BURST TERMINATE (Burst Bitir): Devam etmekte olan bir ardışıl (burst) okuma ya da yazma işlemi, belirtilmiş olan burst uzunluğunun tamalanması beklenmeden iptal edilir. 

SELF-REFRESH ya da AUTO-REFRESH (Kendini Tazele): Modül güç tasarrufu modundaysa ve herhangi bir saat sinyali verilmese bile sakladığı verinin kaybolmadan korunnmasini sağlar. Autorefresh ise belli aralıklarla saklanılan verinin otomatik olarak tazelenmesini sağlar ama farklı olarak bir saat işaretine ihtiyaç duyar.

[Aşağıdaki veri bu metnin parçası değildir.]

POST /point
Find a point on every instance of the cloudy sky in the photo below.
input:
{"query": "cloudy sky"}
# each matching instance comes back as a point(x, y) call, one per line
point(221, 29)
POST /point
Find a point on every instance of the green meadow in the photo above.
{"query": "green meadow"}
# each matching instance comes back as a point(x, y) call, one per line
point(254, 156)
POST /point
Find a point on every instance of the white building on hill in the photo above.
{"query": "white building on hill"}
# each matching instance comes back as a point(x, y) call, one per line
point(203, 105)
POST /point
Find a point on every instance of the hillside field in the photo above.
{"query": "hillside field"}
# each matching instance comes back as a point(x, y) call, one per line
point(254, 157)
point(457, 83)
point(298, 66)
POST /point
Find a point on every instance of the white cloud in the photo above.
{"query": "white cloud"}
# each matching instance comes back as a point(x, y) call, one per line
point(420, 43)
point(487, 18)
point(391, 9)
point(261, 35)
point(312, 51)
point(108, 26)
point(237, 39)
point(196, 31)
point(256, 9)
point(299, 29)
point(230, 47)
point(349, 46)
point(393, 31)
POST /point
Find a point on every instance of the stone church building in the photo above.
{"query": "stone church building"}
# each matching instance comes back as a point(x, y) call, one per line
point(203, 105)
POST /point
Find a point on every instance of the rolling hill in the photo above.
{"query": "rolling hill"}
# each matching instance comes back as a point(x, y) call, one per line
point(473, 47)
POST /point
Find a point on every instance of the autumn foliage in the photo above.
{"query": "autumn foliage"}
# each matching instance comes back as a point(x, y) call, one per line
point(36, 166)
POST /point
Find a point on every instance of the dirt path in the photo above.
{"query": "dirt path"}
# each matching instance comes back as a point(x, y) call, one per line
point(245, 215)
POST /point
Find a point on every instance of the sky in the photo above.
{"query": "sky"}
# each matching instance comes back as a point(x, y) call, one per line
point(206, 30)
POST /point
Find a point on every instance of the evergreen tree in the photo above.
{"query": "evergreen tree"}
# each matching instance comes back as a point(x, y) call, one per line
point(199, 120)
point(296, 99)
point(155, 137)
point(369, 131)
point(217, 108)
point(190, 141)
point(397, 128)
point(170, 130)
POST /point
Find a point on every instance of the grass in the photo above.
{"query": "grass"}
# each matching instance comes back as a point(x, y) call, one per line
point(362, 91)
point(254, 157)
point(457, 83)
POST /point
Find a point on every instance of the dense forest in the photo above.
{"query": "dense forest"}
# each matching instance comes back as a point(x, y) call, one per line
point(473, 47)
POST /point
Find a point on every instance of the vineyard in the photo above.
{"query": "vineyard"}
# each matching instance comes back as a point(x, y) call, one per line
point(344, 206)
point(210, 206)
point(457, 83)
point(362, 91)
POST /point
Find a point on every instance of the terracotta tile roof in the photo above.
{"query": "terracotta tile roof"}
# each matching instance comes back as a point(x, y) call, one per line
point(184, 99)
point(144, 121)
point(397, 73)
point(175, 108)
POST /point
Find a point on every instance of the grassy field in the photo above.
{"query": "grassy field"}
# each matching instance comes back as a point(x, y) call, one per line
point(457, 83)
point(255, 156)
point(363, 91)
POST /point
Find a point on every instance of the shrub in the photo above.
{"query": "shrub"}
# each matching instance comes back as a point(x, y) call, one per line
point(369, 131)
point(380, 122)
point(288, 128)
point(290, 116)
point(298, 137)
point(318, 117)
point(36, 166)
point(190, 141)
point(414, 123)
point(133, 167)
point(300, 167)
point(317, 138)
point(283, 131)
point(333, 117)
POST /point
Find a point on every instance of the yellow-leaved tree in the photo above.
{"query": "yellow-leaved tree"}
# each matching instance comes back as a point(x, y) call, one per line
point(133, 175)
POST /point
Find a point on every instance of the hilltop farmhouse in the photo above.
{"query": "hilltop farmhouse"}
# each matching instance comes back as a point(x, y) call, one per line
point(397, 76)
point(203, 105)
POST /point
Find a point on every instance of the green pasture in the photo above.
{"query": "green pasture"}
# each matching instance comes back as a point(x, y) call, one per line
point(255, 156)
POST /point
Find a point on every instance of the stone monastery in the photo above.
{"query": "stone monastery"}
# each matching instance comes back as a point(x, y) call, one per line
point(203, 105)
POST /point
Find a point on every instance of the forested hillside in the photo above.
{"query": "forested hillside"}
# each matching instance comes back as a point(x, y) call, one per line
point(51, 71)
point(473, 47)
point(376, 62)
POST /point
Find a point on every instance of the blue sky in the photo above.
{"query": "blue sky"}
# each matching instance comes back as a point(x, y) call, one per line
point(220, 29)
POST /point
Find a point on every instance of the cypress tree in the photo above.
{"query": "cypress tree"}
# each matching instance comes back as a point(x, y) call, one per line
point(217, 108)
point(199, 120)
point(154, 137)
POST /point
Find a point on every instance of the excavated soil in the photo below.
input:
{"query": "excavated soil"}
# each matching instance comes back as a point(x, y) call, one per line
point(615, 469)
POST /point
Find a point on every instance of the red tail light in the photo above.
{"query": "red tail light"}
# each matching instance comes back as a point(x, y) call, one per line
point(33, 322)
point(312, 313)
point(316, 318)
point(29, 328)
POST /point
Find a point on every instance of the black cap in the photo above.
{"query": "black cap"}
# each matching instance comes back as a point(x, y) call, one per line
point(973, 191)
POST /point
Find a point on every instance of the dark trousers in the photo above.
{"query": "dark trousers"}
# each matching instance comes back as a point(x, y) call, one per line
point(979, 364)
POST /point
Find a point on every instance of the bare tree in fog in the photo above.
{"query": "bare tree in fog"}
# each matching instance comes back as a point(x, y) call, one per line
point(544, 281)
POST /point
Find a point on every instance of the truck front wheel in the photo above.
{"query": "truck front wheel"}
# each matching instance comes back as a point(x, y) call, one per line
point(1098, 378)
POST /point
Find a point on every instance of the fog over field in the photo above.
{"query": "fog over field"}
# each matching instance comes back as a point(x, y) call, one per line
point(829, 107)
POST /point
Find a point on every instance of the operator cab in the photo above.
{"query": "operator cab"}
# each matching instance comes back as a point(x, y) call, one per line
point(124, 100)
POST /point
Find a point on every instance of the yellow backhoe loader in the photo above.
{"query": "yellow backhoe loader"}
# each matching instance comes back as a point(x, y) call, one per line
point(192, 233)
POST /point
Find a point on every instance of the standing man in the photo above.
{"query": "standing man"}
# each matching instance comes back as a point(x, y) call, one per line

 LOAD MODE REGISTER (Mod Yazmacını Yükle): Yongayla ilgili bilgilerin ve komutlarla ilişkili verilerin (burst uzunluğu ya da kendini otomatik tazeleme aralığı gibi) mod yazmacına yüklenmemesi için kullanılır.


 Band Genişliği Bant genişliği, bilgisayar dünyasında çok sık sözü geçen bir kavram. Yonga setlerinde, ekran kartlarında, işlemcilerde, internet bağlantılarında, kısaca verinin taşındığı her ortamda bu kavram geçerlidir. Tanımlamak gerekirse, bant genişliğ, bir ortamda verinin ne kadar hızlı taşındığının ölçüsüdür. Kısaca, birim zamanda taşınan veri miktarıdır. Bu tanımı belleklere uygulayacak olursak, bellek modülümüzle anakart arasında belli bir süre içerisinde ne kadar veri alışverişi gerçekleşebiliyor sorusunun cevabı bant genişliğidir. Önceden bahsettiğimiz gibi, DIMM'ler, anakarta 168 bitlik bir port üzerinden bağlı ve bunun 128 biti veri için ayrılmış durumda. SDR bellekleri ele alırsak, saat işaretinin her yükselen kenarında modül ve anakart arasında 128 bitlik veri transferi olduğu ve modülün saat frekansının birimi olan Hertz (Hz)'in aslında bir saniye içinde kaç saat periyodu sığdığını bize söylediği düşünülürse, saat frekansıyla 128-bit'i çarptığımızda, bir saniyede (birim zamanda) kaç bit (ne kadar veri) taşındığı kolayca hesaplanır ve bu da bize bit/saniye cinsinden bant genişliğini verecektir. Mesela, belleğimizin saat frekansı 166 MHz (Mega Hertz) olsun. Bu durumda SDR belleğimizin bant genişliği : 128bit * 166MHz = 21248000000 bit/saniye = 2656000000 byte/saniye =2.47 Giga Byte/saniye (GB/s) olarak hesaplanabilir. DDR belleklerimizde ise veri transferi saatin sadece yükselen değil aynı zamanda düşen kenarında da gerçekleştiği ve dolayısıyla aynı sürede iki kat daha fazla bilgi taşınabildiği için bant genişliği 2.47 * 2 = 4.94 GB/s olarak hesaplanabilir.